Médico sanitarista é coordenador da Atenção Básica no SUS Campinas

O SUS que Queremos: É possível construí-lo?

A Crise Sanitária

Há uma crise sanitária no Brasil e no Mundo. Relatório recente (2008) da Organização Mundial da Saúde aponta nessa direção.

Esta crise tem origem na dificuldade que todos os países do mundo encontram para enfrentar um processo saúde- adoecimento complexo, real, associado a um falso adoecer criado pelo capitalismo. Explico: viver sem doenças ou sem a sensação dela foi transformada em uma mercadoria das mais rentáveis dos nossos tempos. Isto permite encarecimento, artificial na maior parte das vezes, dos equipamentos médicos-sanitários; da produção de fármacos, muitos desnecessários; da criação artificial de necessidades, como a do corpo perfeito; da transformação de fatos naturais da vida em “doenças”, justificando-se a produção de novos fármacos ou novas terapêuticas (qualquer tristeza transforma-se em depressão; qualquer falha sexual transforma-se em impotência etc); da redução da capacidade das pessoas em auto cuidar-se, tornando os dependentes crônicos de médicos e serviços de saúde.
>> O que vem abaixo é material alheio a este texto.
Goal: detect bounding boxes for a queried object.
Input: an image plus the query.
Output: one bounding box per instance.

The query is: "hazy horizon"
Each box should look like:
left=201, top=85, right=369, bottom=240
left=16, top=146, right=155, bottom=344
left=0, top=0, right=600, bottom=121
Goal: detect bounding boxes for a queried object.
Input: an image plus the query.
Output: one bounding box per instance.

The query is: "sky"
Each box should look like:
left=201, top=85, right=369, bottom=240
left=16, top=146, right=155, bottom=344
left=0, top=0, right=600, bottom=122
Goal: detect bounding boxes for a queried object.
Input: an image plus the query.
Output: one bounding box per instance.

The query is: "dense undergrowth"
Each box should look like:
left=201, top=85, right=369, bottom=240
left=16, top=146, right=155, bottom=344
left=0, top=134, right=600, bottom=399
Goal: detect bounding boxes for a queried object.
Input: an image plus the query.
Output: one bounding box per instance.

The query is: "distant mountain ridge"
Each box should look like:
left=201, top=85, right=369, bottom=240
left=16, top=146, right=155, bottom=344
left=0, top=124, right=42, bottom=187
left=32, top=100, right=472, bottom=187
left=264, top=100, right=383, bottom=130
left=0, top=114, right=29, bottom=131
Somem-se a isso as mudanças das condições ambientais e de trabalho, produtoras de cada vez mais adoecimentos; da própria mudança demográfica, com aumento de anos de vida mais dependentes de serviços de saúde; ampliação da violência e acidentes nas grandes cidades. O resultado da equação é a grande dificuldade de se dar conta de tamanha complexidade.

Se a gente não compreender isto, a única solução que proporemos é a de criação de mais e mais serviços para oferecer procedimentos médicos, não para gerar saúde, mas para aliviar de imediato, mas de maneira fugaz, os sintomas das pessoas.

Não é o que o SUS propõe. O SUS propõe, de maneira generosa, que olhemos para a saúde como fruto da sociabilidade, da cultura, da inserção no mercado de trabalho, das subjetividades em relação à vida e também das nossas fragilidades físicas, particularmente à medida que ficamos velhos.

Olhar para a saúde com esta concepção significa compreender que não pode ser mercadoria – o mercado não é capaz de provê-la com tal dimensão, pois isto exige solidariedade, buscar meios de proteger os vulneráveis, trabalho em equipe, tempo para ouvir e propor, junto com o usuário, a melhor solução para o seu problema. Exige construir com os usuários e trabalhadores as saídas para a crise que o capitalismo produziu.

Consolidar o SUS: remar contra a maré.

Além desta crise, se considerarmos que a institucionalização do SUS ocorre efetivamente nos anos 90 com a promulgação das Leis Orgânicas da Saúde, é fácil compreender as dificuldades e limites que viverá desde então.

Estes foram os anos de implantação, no Brasil, de políticas nas quais o Estado perde importância como gestor de políticas redistributivas e como instrumento de inclusão social. Se isto já vinha sendo parte do receituário mundial através do “Consenso de Washington” desde o final dos anos 70, chega posteriormente ao Brasil, após a promulgação de uma Constituição de cunho social democrata. Assim, as décadas de 90 e seguintes são anos nos quais se buscam transferir, também no campo da saúde, responsabilidades para a iniciativa privada e terceiro setor.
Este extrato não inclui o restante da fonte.